Nearly 50 consumer groups called yesterday for a rapid phaseout of nuclear power, saying the industry has vastly understated costs that amount to a "ball and chain" on the economy.
Public Citizen, the self-styled consumer group founded by Ralph Nader, and related organizations in 30 states said in a report that it costs $15 billion to $21 billion per year to keep the nation's 108 nuclear power plants operating, compared to the industry's estimate of $8 billion.
The report, titled "Too Costly to Continue," concluded that the nation's energy needs could be met far less expensively through alternative fuels and improved conservation.
It said that last year, there was enough surplus generating capacity available to close 85 percent of nuclear capacity while still maintaining a 20 percent electrical reserve in every region.

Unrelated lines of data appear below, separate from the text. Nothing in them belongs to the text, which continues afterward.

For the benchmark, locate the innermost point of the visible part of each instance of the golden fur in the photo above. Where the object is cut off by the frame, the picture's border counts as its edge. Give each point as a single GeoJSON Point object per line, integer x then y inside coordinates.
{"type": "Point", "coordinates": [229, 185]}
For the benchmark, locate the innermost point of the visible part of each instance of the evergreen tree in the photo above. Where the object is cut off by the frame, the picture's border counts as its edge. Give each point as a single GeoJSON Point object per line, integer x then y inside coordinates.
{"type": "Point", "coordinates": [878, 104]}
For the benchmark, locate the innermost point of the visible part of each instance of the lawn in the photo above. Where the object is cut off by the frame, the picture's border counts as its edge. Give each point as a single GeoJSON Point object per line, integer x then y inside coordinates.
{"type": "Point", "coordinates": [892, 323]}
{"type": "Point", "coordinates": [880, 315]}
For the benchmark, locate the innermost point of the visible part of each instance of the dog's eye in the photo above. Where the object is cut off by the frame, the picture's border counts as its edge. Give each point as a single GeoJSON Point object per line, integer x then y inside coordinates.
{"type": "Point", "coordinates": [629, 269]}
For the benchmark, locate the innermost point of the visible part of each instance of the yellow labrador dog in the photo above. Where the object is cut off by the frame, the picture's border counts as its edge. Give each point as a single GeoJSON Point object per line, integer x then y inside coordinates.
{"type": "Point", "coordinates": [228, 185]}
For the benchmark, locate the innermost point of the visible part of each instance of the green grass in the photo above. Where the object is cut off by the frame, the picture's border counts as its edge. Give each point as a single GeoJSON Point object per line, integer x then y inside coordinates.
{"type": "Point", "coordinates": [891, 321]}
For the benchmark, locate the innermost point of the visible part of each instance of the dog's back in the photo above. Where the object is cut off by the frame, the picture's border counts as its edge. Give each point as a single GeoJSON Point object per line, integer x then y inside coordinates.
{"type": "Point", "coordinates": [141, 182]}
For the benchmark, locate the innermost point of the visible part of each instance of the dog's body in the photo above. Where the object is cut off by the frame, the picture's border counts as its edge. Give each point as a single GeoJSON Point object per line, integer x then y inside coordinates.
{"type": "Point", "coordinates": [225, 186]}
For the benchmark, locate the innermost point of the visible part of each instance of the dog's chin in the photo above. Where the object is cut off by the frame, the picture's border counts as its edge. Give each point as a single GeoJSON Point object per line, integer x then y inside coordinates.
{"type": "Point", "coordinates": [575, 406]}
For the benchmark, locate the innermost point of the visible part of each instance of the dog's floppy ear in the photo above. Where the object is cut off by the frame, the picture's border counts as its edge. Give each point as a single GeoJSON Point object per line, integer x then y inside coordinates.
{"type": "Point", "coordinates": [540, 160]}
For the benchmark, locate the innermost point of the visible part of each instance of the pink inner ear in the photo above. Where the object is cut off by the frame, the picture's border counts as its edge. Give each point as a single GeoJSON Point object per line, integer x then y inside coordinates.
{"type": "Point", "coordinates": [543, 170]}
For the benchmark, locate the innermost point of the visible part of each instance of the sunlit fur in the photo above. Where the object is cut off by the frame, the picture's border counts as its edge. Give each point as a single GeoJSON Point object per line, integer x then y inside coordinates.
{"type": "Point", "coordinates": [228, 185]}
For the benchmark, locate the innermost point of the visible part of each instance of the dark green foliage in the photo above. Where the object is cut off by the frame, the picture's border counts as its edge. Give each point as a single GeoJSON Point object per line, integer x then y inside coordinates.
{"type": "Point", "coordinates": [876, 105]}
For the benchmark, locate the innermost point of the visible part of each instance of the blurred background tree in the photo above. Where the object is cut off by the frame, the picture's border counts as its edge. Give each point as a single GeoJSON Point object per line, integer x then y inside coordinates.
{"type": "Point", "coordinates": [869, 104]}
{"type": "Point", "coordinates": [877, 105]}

Don Winston, a spokesman for the U.S. Council for Energy Awareness, an industry group, said that more than 90 percent of the surplus capacity cited by the consumer groups was in the form of retired, oil-burning plants. "What we have here is a recipe for once again making ourselves terribly dependent on foreign oil," he said. "It's totally unrealistic."
-- U.S. reactors are susceptible to "long, unexpected outages" and have operated at an average of less than 60 percent of their rated capacity during 12 of the past 14 years.
-- Nuclear costs are increasing rapidly, at a pace averaging 10 percent above the inflation rate since 1970. Last year, the cost for major repairs increased by more than 30 percent.